This work was painted from the Piazzetta of S. Marco, looking across to the 16th century Palladian church of S. Giorgio: a view which looks exactly the same today as when Scherer executed it. Only the numbers of sailing craft have changed, replaced by motor-boats, vapporetti and an occasional liner. The low viewpoint indicates that the artist probably sat on the walled edge of the piazza, his main subject being the expanse of light-filled, boat-covered water, and the shadows and reflections animating it. As with Expressionist work generally, the aim of the artist is not to convey objective reality (the same view painted by Monet produces an incandescent confection of colour and light, in which the island of San Giorgio appears to be melting into the sky), but the subjective emotion with which he contemplated it. This is therefore an intense and brooding vision of Venice, the sky darkening and the water patterned with the blood-red reflections of sails, like the wings of the Eumenides.
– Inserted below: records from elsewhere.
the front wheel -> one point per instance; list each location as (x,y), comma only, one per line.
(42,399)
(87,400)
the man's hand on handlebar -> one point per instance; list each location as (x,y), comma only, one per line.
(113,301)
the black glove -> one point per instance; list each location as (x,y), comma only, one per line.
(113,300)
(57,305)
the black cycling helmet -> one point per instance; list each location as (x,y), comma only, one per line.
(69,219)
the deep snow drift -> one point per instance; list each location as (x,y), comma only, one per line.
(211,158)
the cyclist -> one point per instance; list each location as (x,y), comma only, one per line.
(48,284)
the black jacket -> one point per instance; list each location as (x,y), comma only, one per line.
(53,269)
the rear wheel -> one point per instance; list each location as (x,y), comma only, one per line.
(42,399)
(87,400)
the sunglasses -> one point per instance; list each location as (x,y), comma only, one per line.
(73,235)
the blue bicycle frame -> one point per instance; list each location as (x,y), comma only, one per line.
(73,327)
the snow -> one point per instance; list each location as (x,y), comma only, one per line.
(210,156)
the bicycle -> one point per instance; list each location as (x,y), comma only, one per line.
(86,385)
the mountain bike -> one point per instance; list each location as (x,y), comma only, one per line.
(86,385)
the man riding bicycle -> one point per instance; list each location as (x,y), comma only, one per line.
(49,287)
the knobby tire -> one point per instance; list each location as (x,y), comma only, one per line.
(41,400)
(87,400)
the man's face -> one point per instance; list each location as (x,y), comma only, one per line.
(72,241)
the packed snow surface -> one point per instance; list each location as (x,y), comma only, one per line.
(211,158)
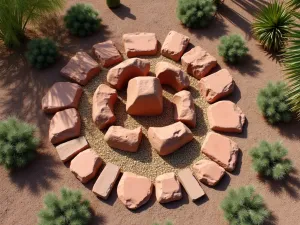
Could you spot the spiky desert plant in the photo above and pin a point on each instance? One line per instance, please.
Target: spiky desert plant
(273, 103)
(232, 48)
(16, 14)
(70, 209)
(196, 13)
(244, 206)
(268, 160)
(82, 20)
(272, 26)
(18, 143)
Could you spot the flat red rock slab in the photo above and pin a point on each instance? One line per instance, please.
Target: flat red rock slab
(197, 62)
(221, 149)
(140, 44)
(81, 68)
(216, 86)
(69, 149)
(86, 165)
(190, 184)
(133, 190)
(65, 125)
(118, 76)
(107, 53)
(174, 45)
(62, 95)
(225, 116)
(106, 180)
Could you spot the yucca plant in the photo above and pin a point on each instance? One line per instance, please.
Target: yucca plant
(16, 14)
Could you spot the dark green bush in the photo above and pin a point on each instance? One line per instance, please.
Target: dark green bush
(70, 209)
(232, 48)
(17, 143)
(41, 53)
(268, 160)
(273, 103)
(196, 13)
(82, 20)
(243, 206)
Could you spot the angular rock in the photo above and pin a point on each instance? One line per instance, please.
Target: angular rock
(167, 188)
(197, 62)
(221, 149)
(119, 75)
(107, 53)
(225, 116)
(140, 44)
(216, 85)
(184, 108)
(86, 165)
(64, 126)
(133, 190)
(208, 172)
(174, 45)
(172, 76)
(168, 139)
(104, 100)
(62, 95)
(144, 97)
(106, 180)
(81, 68)
(68, 150)
(190, 184)
(124, 139)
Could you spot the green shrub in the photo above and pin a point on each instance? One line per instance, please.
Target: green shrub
(273, 103)
(41, 53)
(82, 20)
(17, 143)
(232, 48)
(244, 206)
(268, 160)
(195, 13)
(70, 209)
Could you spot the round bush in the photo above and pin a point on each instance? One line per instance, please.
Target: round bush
(82, 20)
(70, 209)
(196, 13)
(232, 48)
(244, 206)
(41, 53)
(268, 160)
(17, 143)
(273, 103)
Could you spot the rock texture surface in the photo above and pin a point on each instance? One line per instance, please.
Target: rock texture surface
(134, 190)
(168, 139)
(144, 97)
(119, 75)
(81, 68)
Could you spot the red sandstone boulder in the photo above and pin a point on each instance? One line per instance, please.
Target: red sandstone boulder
(103, 103)
(119, 75)
(221, 149)
(81, 68)
(171, 75)
(62, 95)
(64, 126)
(184, 108)
(144, 97)
(174, 45)
(133, 190)
(140, 44)
(168, 139)
(225, 116)
(198, 62)
(107, 53)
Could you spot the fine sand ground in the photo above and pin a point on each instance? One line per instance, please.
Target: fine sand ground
(22, 192)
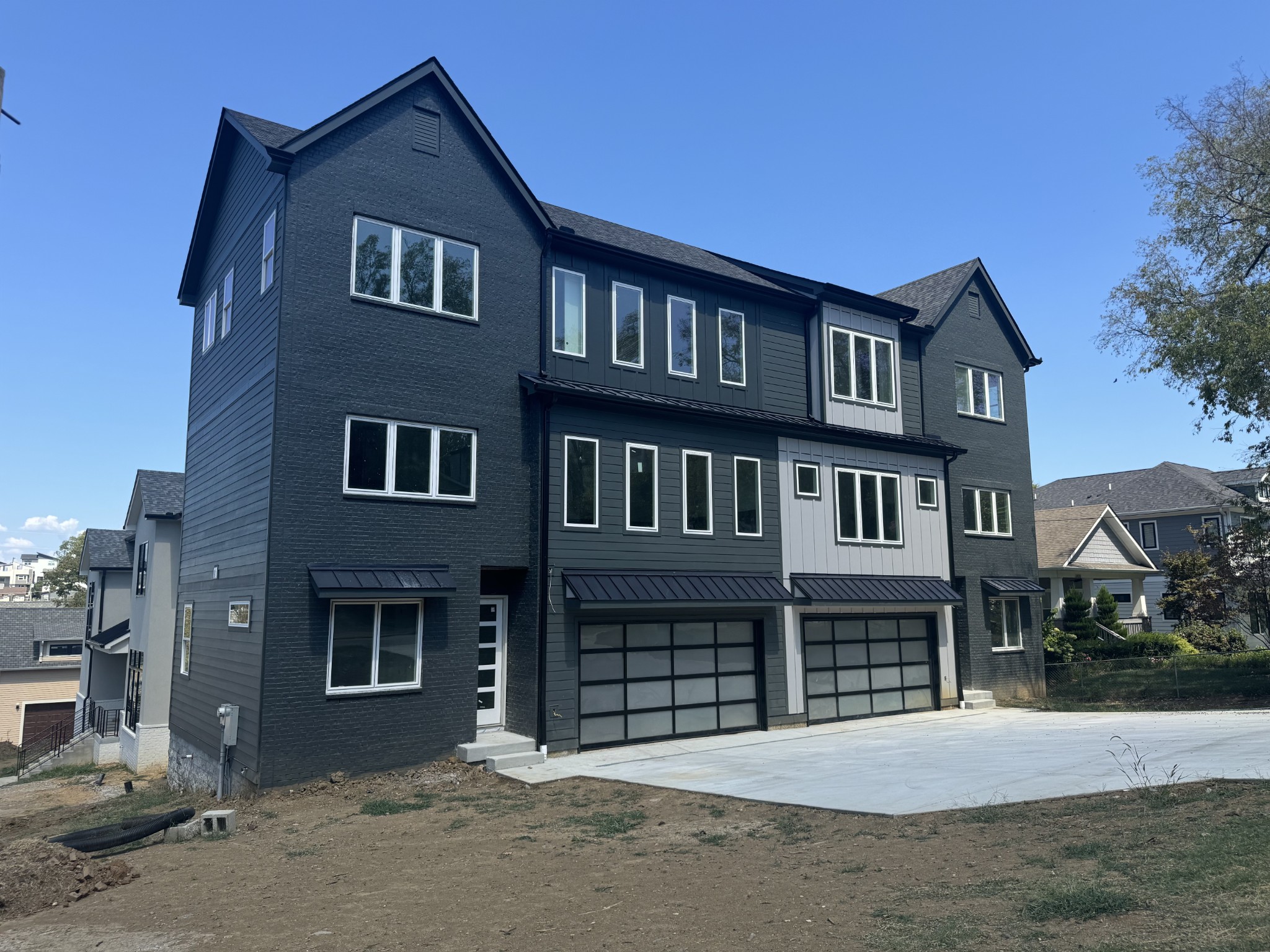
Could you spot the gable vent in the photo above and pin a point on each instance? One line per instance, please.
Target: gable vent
(427, 131)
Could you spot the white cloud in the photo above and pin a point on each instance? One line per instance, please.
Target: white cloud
(50, 523)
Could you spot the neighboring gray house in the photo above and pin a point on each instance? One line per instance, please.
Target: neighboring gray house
(1161, 507)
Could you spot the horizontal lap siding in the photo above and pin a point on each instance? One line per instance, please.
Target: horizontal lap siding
(228, 471)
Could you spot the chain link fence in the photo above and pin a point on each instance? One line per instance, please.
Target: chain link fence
(1245, 674)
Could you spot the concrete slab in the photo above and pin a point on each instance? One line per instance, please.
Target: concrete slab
(935, 760)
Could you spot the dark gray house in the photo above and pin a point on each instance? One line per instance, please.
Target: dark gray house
(469, 470)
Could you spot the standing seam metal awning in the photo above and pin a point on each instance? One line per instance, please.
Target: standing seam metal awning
(614, 588)
(874, 589)
(381, 580)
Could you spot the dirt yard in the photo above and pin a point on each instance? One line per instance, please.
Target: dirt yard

Only a few minimal facts seem to be known about Fritz Scherer: that he was born in Friebourg-im-Breisgau, near Baden-Baden, in 1877, and that he studied initially with the Freiburg Painters’ League. Later on he became a pupil of Frans Wilhelm Voigt in Munich, from 1909 to 1910. His teacher seems to have been influenced by Impressionism; Scherer himself, however, was more of an Expressionist. His landscapes are pantheistic, animated by brooding rocks and snowy slopes like the pelts of monsters which may awake at any moment.
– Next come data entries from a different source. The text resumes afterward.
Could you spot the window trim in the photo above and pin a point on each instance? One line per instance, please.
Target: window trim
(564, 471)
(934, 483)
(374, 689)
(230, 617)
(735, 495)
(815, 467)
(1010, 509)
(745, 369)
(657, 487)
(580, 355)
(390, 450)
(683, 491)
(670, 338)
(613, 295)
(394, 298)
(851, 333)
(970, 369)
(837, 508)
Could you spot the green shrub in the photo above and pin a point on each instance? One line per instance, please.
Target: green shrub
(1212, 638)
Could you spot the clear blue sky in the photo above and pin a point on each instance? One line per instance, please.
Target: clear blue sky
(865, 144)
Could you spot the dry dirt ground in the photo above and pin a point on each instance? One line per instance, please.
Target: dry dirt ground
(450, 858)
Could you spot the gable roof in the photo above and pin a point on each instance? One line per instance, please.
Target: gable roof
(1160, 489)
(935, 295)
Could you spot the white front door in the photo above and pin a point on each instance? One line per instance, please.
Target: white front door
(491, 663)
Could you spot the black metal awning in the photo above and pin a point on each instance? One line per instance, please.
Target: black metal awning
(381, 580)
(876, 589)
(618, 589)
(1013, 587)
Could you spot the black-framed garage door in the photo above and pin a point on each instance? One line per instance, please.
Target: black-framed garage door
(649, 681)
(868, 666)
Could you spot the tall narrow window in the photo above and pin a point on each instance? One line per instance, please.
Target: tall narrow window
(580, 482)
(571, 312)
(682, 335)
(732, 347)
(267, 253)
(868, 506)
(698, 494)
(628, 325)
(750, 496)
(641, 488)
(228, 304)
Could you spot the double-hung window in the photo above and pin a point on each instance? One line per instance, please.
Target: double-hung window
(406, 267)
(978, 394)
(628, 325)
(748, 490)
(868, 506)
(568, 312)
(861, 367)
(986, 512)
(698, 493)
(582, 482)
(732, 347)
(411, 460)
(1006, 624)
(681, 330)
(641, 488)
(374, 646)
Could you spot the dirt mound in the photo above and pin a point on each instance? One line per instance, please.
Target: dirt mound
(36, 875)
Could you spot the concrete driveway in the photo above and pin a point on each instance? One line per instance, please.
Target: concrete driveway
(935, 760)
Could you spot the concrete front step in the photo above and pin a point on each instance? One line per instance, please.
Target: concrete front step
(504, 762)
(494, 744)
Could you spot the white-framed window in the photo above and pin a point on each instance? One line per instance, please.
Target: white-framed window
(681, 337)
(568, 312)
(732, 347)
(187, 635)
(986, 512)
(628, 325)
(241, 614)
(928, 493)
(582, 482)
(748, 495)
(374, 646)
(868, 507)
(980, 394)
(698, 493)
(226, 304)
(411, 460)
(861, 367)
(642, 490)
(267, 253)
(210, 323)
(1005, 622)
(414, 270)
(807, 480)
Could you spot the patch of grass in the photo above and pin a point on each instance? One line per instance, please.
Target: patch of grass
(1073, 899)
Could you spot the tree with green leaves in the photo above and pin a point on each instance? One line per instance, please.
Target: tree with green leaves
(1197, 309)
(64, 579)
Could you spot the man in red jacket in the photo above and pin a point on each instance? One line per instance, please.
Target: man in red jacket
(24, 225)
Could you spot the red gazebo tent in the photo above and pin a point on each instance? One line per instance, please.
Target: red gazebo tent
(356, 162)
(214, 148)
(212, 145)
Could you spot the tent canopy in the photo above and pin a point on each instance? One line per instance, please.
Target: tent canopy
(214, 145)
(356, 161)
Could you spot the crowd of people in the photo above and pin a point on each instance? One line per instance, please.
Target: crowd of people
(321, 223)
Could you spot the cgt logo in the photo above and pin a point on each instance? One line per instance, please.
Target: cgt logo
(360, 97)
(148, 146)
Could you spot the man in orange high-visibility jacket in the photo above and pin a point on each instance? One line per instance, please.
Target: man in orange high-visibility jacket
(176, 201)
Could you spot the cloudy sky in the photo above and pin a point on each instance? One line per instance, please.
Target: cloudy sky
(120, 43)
He travelled in Italy, another of his landscapes being a view of Ragusa, Sicily, and in Austria, where he painted Kitzbühel. He became a member of the Secessionist Movement in Munich, and of the Free Association of Artists around Freiburg.
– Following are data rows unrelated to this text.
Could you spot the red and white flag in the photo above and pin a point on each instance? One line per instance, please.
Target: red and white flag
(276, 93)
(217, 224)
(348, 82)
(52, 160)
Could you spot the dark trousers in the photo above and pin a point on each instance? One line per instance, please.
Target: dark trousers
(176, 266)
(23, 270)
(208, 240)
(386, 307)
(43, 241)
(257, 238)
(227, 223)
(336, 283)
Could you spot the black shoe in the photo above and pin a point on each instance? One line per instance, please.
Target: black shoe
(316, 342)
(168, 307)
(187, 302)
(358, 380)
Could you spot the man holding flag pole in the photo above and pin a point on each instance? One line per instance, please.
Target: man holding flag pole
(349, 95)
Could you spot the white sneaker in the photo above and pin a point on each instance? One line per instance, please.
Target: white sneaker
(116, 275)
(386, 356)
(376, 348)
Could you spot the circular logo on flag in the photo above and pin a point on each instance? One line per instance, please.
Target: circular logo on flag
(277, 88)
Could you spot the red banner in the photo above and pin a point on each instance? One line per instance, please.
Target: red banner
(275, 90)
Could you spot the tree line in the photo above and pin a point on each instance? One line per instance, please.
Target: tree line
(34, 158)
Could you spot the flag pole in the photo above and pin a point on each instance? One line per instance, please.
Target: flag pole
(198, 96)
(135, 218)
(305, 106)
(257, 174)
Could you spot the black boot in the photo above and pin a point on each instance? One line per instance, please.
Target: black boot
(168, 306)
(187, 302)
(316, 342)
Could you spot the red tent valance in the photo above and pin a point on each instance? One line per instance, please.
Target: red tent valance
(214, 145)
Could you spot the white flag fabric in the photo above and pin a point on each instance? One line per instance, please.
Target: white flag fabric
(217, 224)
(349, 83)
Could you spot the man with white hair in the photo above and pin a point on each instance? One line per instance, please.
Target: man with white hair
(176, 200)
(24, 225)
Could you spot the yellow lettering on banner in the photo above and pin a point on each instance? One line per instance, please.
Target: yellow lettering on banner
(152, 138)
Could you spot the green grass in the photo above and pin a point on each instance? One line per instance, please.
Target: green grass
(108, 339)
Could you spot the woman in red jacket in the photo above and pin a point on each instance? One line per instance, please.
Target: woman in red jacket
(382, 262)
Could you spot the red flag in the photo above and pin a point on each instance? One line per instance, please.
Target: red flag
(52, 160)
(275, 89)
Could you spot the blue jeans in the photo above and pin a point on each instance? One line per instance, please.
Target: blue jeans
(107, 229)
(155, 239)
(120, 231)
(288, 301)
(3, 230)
Scherer’s name crops up in the Wilhelm Arntz Papers, acquired by the Getty Research Institute. Arntz (1903-1985) was a German lawyer, art expert and researcher in 20th century art; also one of the early collectors of German Expressionism. As a lawyer he worked on cases concerning the restitution of artwork confiscated by the Nazis, in connection with which he compiled hundreds of pages of notes for a comprehensive catalogue of artworks looted from public collections in Germany. Many of his references are linked to the Degenerate Art Exhibition, held in Munich in 1937; Scherer’s paintings were not specifically included in the 650 pictures shown in the exhibition, but they were amongst the 16,558 works purged from German museums for their ‘degeneracy’.
Works in public collections included paintings in the museums in Stuttgart and Munich; Logging on the Walchensee is also notable: it is illustrated in BMM.